In his younger days, when the tavern at the Cross Roads was just opened,
Andy had been a sore trial to both mother and brothers, and many a
night, when the rain and sleet were driving across the prairies, Richard
had left the warm fireside and gone out in the storm after the erring
Andy, who had more than once been found by the roadside, with his hat
jammed into every conceivable shape, his face scratched, and a tell-tale
smell about his breath which contradicted his assertion "that somebody
had knocked him down."

Andy had been intemperate, and greatly given to what the old Captain in
Chicopee had designated as "busts"; but since the time when the church
missionary, young Mr. Townsend, had come to Olney, and held his first
service in the log schoolhouse, Andy had ceased to frequent the Cross
Roads tavern, and Richard went no more in the autumnal storms to look
for his wayward brother. There was something in the beautiful simplicity
of the church service which went straight to Andy's heart, and more than
all, there was something in Mr. Townsend's voice, and manner, and face,
which touched a responsive chord in the breast of the boyish Andy, and
when at last the bishop came to that section of Iowa, his hands were
first laid in blessing on the bowed head of Andy, who knelt to receive
the rite of confirmation in the presence of a large concourse of people,
to most of whom the service and ceremony were entirely new.

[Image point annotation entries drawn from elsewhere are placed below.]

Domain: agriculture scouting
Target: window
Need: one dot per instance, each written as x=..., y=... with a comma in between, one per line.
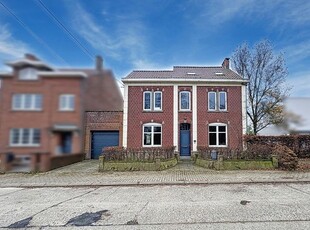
x=184, y=100
x=147, y=100
x=28, y=74
x=25, y=137
x=151, y=134
x=66, y=102
x=218, y=135
x=152, y=101
x=223, y=101
x=27, y=102
x=220, y=97
x=212, y=101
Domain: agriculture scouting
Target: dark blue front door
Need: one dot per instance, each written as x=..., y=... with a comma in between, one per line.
x=66, y=142
x=185, y=147
x=101, y=139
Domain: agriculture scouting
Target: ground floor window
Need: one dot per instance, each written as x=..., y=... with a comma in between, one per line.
x=218, y=135
x=152, y=134
x=25, y=137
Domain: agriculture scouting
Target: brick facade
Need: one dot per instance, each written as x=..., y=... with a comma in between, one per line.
x=198, y=81
x=138, y=117
x=50, y=89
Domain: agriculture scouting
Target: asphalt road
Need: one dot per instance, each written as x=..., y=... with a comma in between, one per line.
x=256, y=206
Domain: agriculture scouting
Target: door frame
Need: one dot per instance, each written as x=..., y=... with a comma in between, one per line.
x=185, y=127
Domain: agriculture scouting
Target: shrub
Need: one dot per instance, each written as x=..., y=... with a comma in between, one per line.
x=137, y=154
x=299, y=144
x=258, y=151
x=288, y=160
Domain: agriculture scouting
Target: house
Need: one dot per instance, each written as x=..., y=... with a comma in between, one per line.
x=49, y=110
x=296, y=118
x=186, y=107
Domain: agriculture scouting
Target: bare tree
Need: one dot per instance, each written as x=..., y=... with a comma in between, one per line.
x=266, y=89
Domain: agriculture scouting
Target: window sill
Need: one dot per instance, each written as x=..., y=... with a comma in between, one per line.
x=217, y=111
x=27, y=110
x=23, y=146
x=152, y=111
x=66, y=110
x=185, y=111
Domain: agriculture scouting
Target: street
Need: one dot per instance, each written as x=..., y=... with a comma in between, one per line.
x=238, y=206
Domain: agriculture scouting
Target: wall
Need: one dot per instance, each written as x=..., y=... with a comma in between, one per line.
x=50, y=88
x=102, y=121
x=137, y=117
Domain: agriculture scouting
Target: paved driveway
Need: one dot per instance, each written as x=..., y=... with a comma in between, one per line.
x=86, y=166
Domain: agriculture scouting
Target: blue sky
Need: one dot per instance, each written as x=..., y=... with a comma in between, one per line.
x=155, y=34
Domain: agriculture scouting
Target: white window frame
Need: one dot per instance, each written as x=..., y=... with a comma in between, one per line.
x=21, y=132
x=145, y=92
x=161, y=101
x=67, y=98
x=217, y=134
x=28, y=73
x=215, y=102
x=23, y=107
x=219, y=105
x=152, y=125
x=189, y=100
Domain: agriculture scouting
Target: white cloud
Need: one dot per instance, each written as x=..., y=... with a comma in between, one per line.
x=125, y=41
x=280, y=13
x=301, y=84
x=9, y=46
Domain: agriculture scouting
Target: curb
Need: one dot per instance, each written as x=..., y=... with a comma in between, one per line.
x=155, y=184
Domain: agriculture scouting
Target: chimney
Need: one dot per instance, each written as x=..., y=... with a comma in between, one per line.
x=225, y=63
x=31, y=57
x=99, y=63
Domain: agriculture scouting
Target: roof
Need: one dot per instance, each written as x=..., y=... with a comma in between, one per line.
x=185, y=73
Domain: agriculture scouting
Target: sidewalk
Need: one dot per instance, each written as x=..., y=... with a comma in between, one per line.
x=86, y=174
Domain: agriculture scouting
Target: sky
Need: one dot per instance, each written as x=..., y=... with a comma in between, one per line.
x=155, y=34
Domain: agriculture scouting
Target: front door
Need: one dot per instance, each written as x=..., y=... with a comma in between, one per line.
x=66, y=142
x=185, y=136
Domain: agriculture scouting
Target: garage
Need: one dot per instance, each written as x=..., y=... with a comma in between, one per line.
x=101, y=139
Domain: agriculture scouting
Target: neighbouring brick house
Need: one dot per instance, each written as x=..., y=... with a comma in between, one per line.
x=48, y=110
x=186, y=107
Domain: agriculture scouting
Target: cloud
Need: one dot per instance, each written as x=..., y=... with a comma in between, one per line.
x=301, y=84
x=280, y=13
x=9, y=46
x=124, y=41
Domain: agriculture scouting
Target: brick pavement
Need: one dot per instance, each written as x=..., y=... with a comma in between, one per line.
x=86, y=174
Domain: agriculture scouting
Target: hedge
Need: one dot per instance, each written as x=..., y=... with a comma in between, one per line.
x=299, y=144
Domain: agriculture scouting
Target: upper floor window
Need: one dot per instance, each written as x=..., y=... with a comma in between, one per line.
x=66, y=102
x=28, y=74
x=25, y=137
x=27, y=102
x=222, y=101
x=152, y=134
x=217, y=135
x=185, y=100
x=212, y=101
x=152, y=100
x=217, y=101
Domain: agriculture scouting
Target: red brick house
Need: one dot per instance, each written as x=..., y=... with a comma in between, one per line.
x=48, y=110
x=186, y=107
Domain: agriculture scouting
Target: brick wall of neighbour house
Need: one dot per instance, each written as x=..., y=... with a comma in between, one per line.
x=50, y=88
x=137, y=117
x=232, y=117
x=185, y=116
x=102, y=121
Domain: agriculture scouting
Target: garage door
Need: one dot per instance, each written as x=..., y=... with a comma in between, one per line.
x=101, y=139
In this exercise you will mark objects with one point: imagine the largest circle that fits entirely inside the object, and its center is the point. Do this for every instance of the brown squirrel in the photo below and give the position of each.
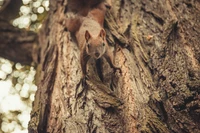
(90, 35)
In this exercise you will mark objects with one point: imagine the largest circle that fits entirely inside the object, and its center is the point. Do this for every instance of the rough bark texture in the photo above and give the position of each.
(159, 54)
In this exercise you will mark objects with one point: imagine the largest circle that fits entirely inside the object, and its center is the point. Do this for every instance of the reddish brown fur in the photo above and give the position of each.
(88, 29)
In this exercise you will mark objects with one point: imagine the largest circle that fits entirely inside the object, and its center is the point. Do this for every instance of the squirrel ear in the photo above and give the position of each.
(102, 33)
(87, 35)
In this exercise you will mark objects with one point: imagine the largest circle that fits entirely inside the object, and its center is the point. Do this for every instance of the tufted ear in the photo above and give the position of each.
(87, 35)
(102, 33)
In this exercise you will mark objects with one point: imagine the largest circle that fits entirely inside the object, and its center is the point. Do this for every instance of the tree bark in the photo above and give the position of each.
(158, 91)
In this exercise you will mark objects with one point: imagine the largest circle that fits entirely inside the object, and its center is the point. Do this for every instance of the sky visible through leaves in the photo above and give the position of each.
(17, 88)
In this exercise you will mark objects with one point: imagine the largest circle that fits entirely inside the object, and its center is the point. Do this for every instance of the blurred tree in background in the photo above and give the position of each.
(17, 84)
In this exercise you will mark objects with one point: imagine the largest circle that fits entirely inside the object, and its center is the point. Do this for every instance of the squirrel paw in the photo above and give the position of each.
(119, 69)
(83, 80)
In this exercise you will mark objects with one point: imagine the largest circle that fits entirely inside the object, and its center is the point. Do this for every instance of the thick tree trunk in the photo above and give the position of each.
(158, 91)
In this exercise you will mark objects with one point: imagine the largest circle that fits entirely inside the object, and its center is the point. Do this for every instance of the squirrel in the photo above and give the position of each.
(89, 32)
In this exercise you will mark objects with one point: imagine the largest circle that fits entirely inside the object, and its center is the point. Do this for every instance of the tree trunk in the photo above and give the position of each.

While rejoicing and thanking God for the change, which she felt was
wholly sincere, Mrs. Markham had deeply deplored the pertinacity with
which Andy had clung to his resolve to join "Mr. Townsend's church or
none." She did not doubt Mr. Townsend's piety or Andy's either, but she
doubted the Episcopalians generally because they did not require more
than God himself requires, and it hurt her sore that Andy should go with
them rather than to her church across the brook, where Father Aberdeen
preached every Sunday against the pride, and pomp, and worldliness
generally of his Episcopal brethren. Andy believed in Mr. Townsend, and
in time he came to believe heart and soul in the church doctrines as
taught by him, and the beautiful consistency of his daily life was to
his mother like a constant and powerful argument in favor of the church
to which he belonged, while to his brothers it was a powerful argument
in favor of the religion he professed.